Electroporation works best with plant tissues that have no cell walls (such as the tubes which develop from pollen grains). Micro- to millisecond pulses of a strong electric field cause minute pores to appear momentarily in the plant cells, allowing DNA to enter from a surrounding solution.
A more recent yet similar method uses microscopic crystals to puncture holes in the plant cells, again allowing DNA to enter them. Another novel method involves the direct injection of DNA into chloroplasts, which have their own DNA. Chloroplast DNA is usually found only in the female parts of plants, and not in pollen. This means that plants modified using this technique cannot transfer their introduced genes through pollen.
With all current transfer techniques, only a small proportion of the treated cells successfully incorporate the novel DNA. Therefore, so-called marker genes are usually linked to the DNA fragments before their transfer. These marker genes can then be detected easily, enabling scientists to see whether transfer of the desired DNA has taken place. To date, the main markers used have been genes which allow the plant to grow in the presence of a specific antibiotic or herbicide. Other marker systems are being developed.
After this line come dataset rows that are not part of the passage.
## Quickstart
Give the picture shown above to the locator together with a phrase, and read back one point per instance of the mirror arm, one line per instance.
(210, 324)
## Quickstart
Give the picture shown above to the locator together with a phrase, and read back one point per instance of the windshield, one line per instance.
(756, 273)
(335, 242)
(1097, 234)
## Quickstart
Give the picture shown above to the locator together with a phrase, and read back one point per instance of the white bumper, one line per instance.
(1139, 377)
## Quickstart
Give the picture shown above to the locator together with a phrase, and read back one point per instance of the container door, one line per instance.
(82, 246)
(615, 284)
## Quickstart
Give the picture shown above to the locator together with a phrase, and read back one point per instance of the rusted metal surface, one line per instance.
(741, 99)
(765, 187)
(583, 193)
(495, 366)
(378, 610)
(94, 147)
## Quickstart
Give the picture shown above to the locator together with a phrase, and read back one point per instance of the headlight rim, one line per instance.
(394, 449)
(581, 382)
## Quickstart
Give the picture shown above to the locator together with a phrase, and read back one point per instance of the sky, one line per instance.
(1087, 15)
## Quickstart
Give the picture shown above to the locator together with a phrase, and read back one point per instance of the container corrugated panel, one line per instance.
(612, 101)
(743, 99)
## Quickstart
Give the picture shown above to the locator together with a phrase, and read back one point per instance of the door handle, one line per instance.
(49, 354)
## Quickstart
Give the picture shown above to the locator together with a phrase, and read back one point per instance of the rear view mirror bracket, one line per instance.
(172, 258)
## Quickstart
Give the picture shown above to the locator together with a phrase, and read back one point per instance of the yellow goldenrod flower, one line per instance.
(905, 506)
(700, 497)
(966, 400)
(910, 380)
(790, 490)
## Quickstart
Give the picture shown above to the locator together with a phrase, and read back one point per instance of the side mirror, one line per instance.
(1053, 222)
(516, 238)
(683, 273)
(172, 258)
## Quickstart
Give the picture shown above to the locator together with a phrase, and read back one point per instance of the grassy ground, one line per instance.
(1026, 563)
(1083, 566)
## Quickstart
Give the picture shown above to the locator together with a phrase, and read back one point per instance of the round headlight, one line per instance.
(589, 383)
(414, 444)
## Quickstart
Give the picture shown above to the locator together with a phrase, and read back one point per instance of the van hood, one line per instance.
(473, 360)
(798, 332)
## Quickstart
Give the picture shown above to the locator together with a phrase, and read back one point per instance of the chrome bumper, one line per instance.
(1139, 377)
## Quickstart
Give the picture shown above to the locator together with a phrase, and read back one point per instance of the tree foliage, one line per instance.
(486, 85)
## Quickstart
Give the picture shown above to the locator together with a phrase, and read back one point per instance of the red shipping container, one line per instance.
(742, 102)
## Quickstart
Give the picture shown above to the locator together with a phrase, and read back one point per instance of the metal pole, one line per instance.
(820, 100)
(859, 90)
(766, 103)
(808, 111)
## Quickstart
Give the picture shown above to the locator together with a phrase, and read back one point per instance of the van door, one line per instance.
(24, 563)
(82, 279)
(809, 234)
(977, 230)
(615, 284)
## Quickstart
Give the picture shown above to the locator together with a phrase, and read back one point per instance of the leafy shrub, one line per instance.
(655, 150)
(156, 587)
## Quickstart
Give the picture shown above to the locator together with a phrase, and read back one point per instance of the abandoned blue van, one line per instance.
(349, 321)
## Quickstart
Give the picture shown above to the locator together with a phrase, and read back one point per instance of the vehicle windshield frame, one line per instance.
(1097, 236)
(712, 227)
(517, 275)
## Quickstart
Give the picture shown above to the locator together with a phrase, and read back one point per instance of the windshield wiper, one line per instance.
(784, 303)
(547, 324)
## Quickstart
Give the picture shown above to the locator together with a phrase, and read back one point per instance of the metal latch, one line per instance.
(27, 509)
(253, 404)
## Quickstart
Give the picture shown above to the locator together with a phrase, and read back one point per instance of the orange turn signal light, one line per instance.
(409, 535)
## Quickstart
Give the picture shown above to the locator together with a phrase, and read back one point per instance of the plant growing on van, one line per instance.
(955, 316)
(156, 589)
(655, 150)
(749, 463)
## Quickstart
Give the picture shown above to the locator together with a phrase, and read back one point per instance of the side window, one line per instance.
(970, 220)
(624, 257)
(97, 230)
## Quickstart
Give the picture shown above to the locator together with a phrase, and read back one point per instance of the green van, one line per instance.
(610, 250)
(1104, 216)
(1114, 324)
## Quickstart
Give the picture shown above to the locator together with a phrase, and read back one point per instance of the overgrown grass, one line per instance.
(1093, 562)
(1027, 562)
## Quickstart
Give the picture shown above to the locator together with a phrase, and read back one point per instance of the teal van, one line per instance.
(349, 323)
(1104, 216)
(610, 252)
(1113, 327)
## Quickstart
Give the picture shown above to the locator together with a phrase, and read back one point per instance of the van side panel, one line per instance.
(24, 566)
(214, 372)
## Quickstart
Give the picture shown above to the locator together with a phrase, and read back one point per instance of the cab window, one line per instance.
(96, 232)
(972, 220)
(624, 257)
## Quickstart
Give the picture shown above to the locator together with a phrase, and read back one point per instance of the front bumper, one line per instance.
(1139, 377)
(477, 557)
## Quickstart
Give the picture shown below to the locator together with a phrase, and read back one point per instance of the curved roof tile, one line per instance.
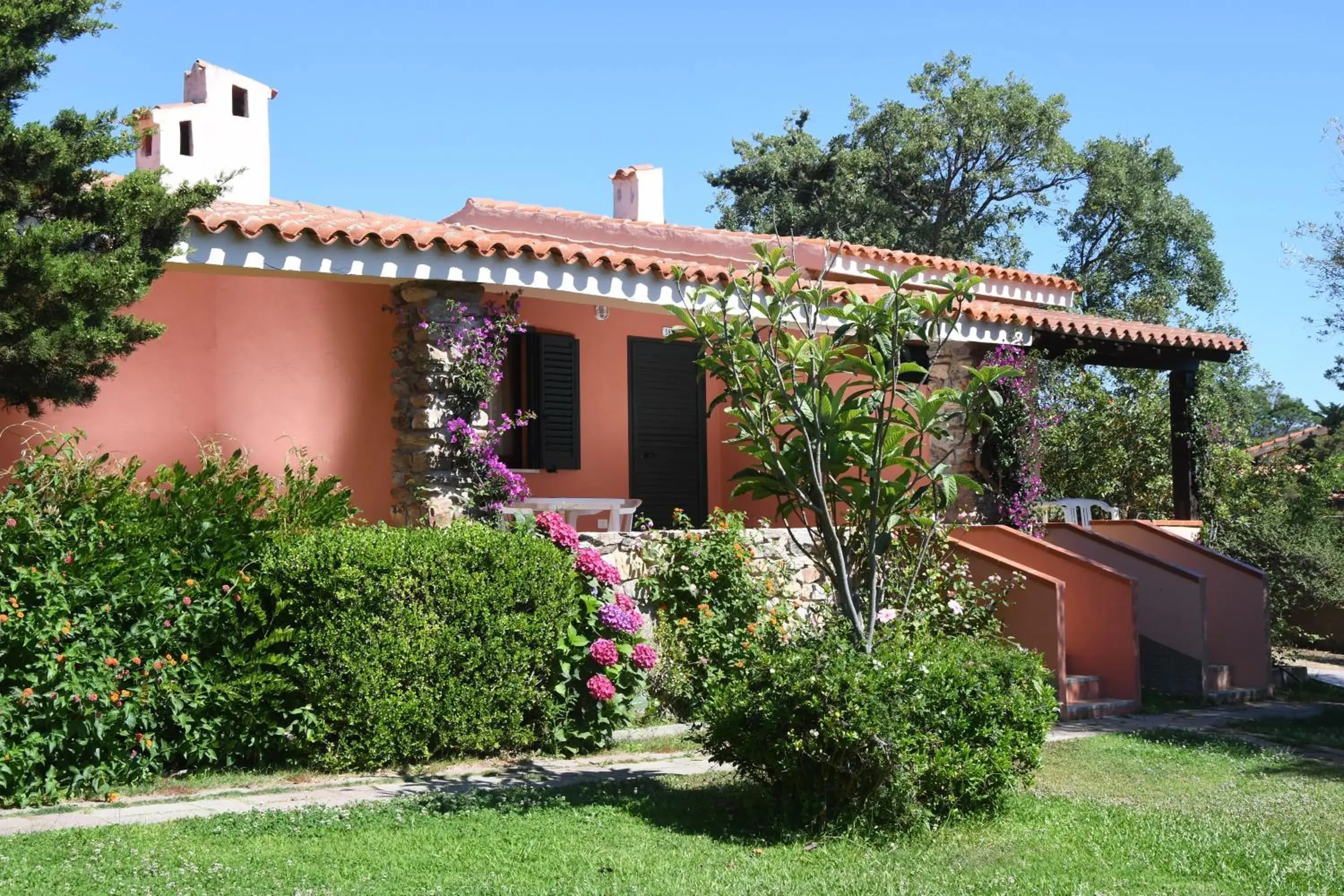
(327, 224)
Antisense technology is used to 'neutralise' the action of specific undesirable genes (such as those involved in the excessive softening of fruit). The same technique can be utilised to combat the activity of plant viruses, providing a means of controlling viral infection. Antisense technology lies behind many of the current applications of plant biotechnology.
Although genetic engineering receives much attention, of as much significance is the application of genetic mapping to plant breeding. By determining the location and likely action of many plant genes, conventional plant breeding is being conducted with greater precision, as it becomes possible to detect quickly and exactly those plants which carry desirable characteristics.